FTIR microscopy is a powerful analytical technique used to identify molecules or compounds. Its analytical sensitivity and spatial resolution are exceptional, and the method offers unlimited analytical opportunities. Furthermore, it is relatively easy to use, making it suitable for all scientists.
High analytical sensitivity
FTIR is an extremely powerful tool for chemical analysis. It is a non-destructive optical technique to determine a material’s chemical composition and optical properties. It can be applied in numerous applications, including failure and competitor analysis and the detection of counterfeit materials. It is so important that it is heavily regulated in some industries. The ftir microscopy is highly sensitive and can detect as little as four percent of an additive.
FTIR can distinguish different molecular bounds groups based on characteristic band maxima and local peaks in the spectrum. This technique has been used to analyze bituminous binders and identify structures associated with oxidative aging.
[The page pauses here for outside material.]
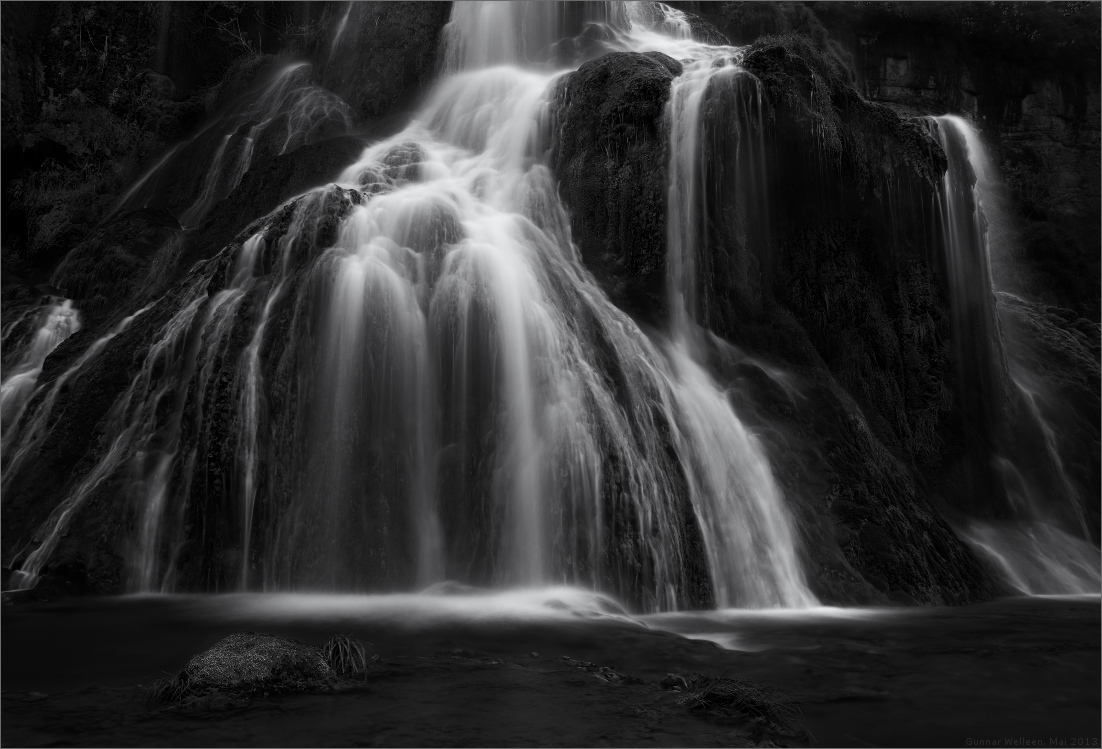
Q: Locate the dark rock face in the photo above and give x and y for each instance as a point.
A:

FTIR spectroscopy also provides information on chemo-mechanical coupling, which is useful for determining the mechanisms of oxidative aging. This technology works better when coupled with high-performance XY stages, requiring very advanced manufacturing standards to be produced. You can check this guide if you want to know more about xy stages.
High spatial resolution
FTIR microscopy offers high spatial resolution, which is important for studying biological materials. Its spectral resolution can go up to four cm-1. This spectral resolution is a function of the interferometer used to take the images. Image contrast can also be used to measure spatial resolution. This contrast value varies depending on the type of microscope. It can be found by comparing the image contrast with the MTF.
FTIR microscopy can detect features as small as one micron. An edx mapping is also a technique that uses x-rays to determine the elemental composition of materials. Returning to the spatial resolution of traditional FTIR, it is around twelve microns, far higher than the actual features. The high spatial resolution of FTIR microscopy can help identify calcifications that are too small to be visible with a normal microscope. Because of the spatial resolution, the method is popular among researchers, scientists, and students.
Unlimited analytical opportunities
The Fourier Transform Infrared (FTIR) microscope is a versatile laboratory tool to identify impurities, trace materials, and microparticles in samples. Its large working area allows researchers to study various samples, including those as thick as four centimeters and as heavy as five kilograms. This microscope also allows researchers to identify thousands of particles on a one-cm2 filter rapidly.
Nano-FTIR can also be used to investigate surface and subsurface layers. The molecular vibrations of polyethylene-oxide are similar to those of other materials, but they exhibit a difference in the strength of their oscillators and chemical bonding. The combination of these features can provide unprecedented sensitivity in various applications. In addition, nano-FTIR allows researchers to investigate surface-level processes such as ion-particle separation and chemical reactions.
Easy to use
FTIR is an analytical technique that measures the vibrational energy of molecules. Each functional group has discrete vibrational energy, and the FTIR method can identify a molecule by combining these vibrations. FTIR microscopy can be used in many fields, including material science, geology, and chemistry. This method can be used to examine the properties of materials, including rocks, liquids, and gases.
FTIR microscopy is easy to use and requires no special expertise. The technology works by collecting data from materials that absorb infrared light, revealing their chemical composition. This type of spectroscopy is especially useful for forensic analysis, where the instrument is useful for determining the chemical composition of a sample. In addition, the instrument is designed to be portable and lightweight, with a footprint the size of a laptop.